While we spend our time arguing about small matters in Europe, in Africa, far from the view of the television cameras and diplomats, one of the deadliest conflicts since World War II is dragging on: the civil war in the Democratic Republic of Congo, and in particular in Northern Kivu, which has resulted in nearly 8 million deaths since 1998.

The fate of Africa is being decided there, and by extension, that of Europe. If, as is likely, this conflict drags on, it is the entire continent of Africa which will be permanently plunged into chaos. If it ends, the most populous Francophone country of the world can, with its Nigerian neighbor, bring together the entire continent in a virtuous circle.

In a country of 75 million people, 4 times the size of France, with the availability of all raw materials, including 30% of the world’s diamond reserves and in its Kivu province 70% of the world’s coltan, (a mix of columbite and tantalite, tantalum its metallic element is a valuable substance and its main use is in tantalum capacitors in mobile phones, and in all missiles and satellites’ engines), poverty afflicts over 90% of the population and civil wars follow one after the other.

After the Katanga province, rich with all sorts of resources, claimed in vain its independence as early as 1960, peace has never really returned: in 1994, the massacres in Rwanda, have resulted in the arrival of Hutu militias in Kivu, in the region bordering Rwanda and Uganda, and the fall of President Mobutu in 1997, dictator since the early days of the country.
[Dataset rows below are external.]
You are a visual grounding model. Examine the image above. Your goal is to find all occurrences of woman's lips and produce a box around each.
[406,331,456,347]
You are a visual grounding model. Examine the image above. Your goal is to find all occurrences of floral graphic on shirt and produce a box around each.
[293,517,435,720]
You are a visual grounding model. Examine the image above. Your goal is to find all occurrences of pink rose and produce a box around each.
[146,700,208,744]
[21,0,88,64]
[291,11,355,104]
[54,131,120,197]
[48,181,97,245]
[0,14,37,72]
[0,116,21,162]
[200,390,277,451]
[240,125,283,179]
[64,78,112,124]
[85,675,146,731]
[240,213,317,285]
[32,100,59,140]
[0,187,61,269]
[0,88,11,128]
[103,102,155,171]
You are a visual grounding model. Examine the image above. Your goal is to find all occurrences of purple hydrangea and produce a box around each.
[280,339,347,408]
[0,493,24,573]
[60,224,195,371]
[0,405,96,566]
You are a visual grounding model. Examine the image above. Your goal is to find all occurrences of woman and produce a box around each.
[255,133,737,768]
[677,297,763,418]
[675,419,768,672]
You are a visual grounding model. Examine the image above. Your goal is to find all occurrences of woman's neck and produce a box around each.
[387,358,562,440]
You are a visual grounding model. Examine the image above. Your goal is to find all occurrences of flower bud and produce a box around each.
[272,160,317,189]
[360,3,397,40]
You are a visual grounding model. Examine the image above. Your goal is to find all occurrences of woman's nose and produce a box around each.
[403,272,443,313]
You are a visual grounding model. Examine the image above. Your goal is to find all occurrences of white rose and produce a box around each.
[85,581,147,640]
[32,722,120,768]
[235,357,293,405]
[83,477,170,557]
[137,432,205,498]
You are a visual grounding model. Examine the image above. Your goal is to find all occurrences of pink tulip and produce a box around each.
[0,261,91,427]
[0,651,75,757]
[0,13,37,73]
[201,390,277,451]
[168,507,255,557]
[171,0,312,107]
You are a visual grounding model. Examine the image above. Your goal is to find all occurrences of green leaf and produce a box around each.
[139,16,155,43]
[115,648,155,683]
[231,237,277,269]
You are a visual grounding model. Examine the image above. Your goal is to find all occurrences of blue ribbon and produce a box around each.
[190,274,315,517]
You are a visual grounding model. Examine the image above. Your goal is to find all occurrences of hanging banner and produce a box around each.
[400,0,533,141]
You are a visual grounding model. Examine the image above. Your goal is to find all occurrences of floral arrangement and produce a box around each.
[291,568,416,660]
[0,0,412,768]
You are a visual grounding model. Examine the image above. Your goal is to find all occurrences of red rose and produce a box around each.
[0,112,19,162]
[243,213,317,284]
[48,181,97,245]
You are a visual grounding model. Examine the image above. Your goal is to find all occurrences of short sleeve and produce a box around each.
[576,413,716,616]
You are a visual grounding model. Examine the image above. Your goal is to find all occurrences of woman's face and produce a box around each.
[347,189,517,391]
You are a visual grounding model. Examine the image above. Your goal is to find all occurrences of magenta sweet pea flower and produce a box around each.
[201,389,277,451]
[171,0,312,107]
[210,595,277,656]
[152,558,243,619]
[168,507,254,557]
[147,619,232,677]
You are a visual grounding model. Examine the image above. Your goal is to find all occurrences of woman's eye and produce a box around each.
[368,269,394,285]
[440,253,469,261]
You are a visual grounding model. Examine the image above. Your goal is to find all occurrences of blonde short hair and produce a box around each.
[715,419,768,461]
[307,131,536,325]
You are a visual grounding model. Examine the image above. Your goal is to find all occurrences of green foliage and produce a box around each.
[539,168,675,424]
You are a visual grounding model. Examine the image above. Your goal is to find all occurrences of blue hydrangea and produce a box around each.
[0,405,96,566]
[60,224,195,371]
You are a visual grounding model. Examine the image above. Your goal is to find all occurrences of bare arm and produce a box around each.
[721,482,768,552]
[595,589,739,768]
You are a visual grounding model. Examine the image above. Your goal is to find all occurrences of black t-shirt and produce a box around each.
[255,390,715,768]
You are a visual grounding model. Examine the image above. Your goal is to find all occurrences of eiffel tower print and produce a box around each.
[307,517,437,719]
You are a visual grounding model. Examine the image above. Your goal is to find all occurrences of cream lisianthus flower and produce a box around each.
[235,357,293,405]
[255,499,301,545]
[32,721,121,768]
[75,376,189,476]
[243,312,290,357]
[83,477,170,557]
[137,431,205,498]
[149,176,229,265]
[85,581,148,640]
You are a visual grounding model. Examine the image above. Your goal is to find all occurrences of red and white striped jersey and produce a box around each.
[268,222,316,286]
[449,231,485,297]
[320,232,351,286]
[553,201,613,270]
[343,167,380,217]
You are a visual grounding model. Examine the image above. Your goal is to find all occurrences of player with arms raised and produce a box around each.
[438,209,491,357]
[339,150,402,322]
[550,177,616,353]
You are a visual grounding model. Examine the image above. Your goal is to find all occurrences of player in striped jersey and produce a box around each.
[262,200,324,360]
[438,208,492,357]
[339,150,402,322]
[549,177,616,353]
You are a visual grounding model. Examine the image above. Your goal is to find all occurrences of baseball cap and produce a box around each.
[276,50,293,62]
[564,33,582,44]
In November 1999, there was an agreement between the DRC, Uganda and Rwanda with the Security Council establishing the United Nations Organization Mission in the Democratic Republic of the Congo, MONUC, now MONUSCO, which currently comprises 22,000 total uniformed personnel, mobilizing 20% of total UN’s resources for peace-keeping operations. It did not stop anything: in North Kivu, dozens of rebel groups with different ethnic, national and political origins, some covertly supported by Uganda and Rwanda, tear each other apart. In particular, since April 2012, the rebels Tutsis reintegrated into the regular army in 2009 after an illusory peace agreement launched a new and particularly violent movement, called the M23. Its crushing now in progress following MONUSCO intervention, with a more offensive mandate and the deployment of the intervention brigade, and in particular the liberation of the city of Goma, will not be enough to restore peace; more than three dozen other militias, who control the exploitation and sale of mining resources, thrive in the region; they are Hutu, Tutsi, Maï-Maï , and others; they are sometimes called Democratic Liberation Forces of Rwanda, Uganda National Liberation Army. In it are Al-Shabaab Islamist mercenaries and thousands of child soldiers. Against a background of general indifference, they are guilty of massive incidents of violence including murder, rape and maiming.

Proposals for a blanket amnesty by Congolese President Joseph Kabila for all the insurgents who lay down their arms will not be enough because the militias are fed by all kinds of trafficking from the immense wealth in the Kivu region, so essential to the world; and there is now the threat of war between the Democratic Republic of Congo and Rwanda. New deaths in the millions are on the horizon.

To avoid this, all armed groups should disarm, so that a rebuilt Congolese State can take back the control of the exploitation and sale of mining resources; so that peace can be truly achieved between the Democratic Republic of Congo, Rwanda, and Uganda and that a real democratic process can emerge in all countries in the region. We still have a long way to go.

Europe cannot be satisfied with a UN military action, which gives everyone an excuse to give it up completely, because there our future is being played out. And that as reflected every day in what is being played out at our borders, the fate of the most southerly patch of African soil and that of the most Nordic of European capitals are crucially related.